According to the researchers, having regular family meals can work to not only improve the family dynamic, but it can also help kids incorporate healthier options into their diets. 

“There are thousands of individual studies that examine the impact of family meals on nutrition and family behavior, but this new meta-analyses looks at the relationship between family meal frequency and family functioning outcomes,” said researcher David Fikes. “It is particularly fitting that as we celebrate National Nutrition Month, we can confirm that family meals are a valuable contributor of improved nutrition and family functioning.” 

Making healthy choices 

The researchers conducted a review of previous studies, all of which had been designed to understand the benefits associated with family meals. 

“This study employed a comprehensive approach to explore the direction and magnitude of the relationship between exposure to family meals and dietary and family functioning outcomes in children,” said researcher Shannon M. Robson, PhD. 

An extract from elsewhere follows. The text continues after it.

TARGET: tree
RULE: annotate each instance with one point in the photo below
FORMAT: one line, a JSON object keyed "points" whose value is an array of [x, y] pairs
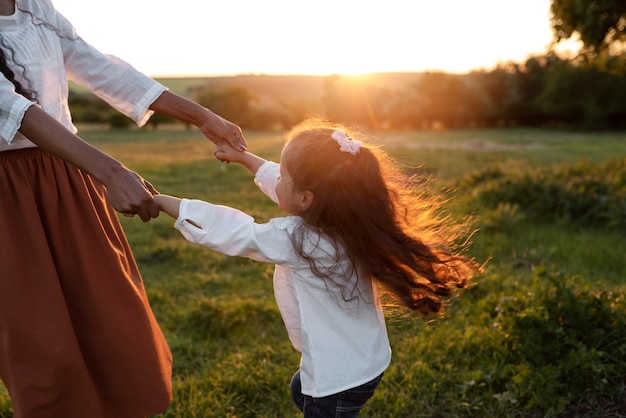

The two biggest takeaways from the study were that family meals encouraged healthy eating for young ones and facilitated stronger family bonds. The study revealed that kids were more likely to eat more fruits and vegetables when family dinners were a consistent part of their routines. 

Similarly, more family mealtimes made communication stronger and improved the way families approached problem-solving. These findings were so significant that Fikes believes that families should actively commit to trying to eat together on a regular basis. 

“Even more impressive than the positive behavior changes we have seen over the past five years is that 89 percent of Americans believe it’s important for families to have as many meals as possible each week, and 84 percent are willing to commit to doing so throughout the year,” said Fikes.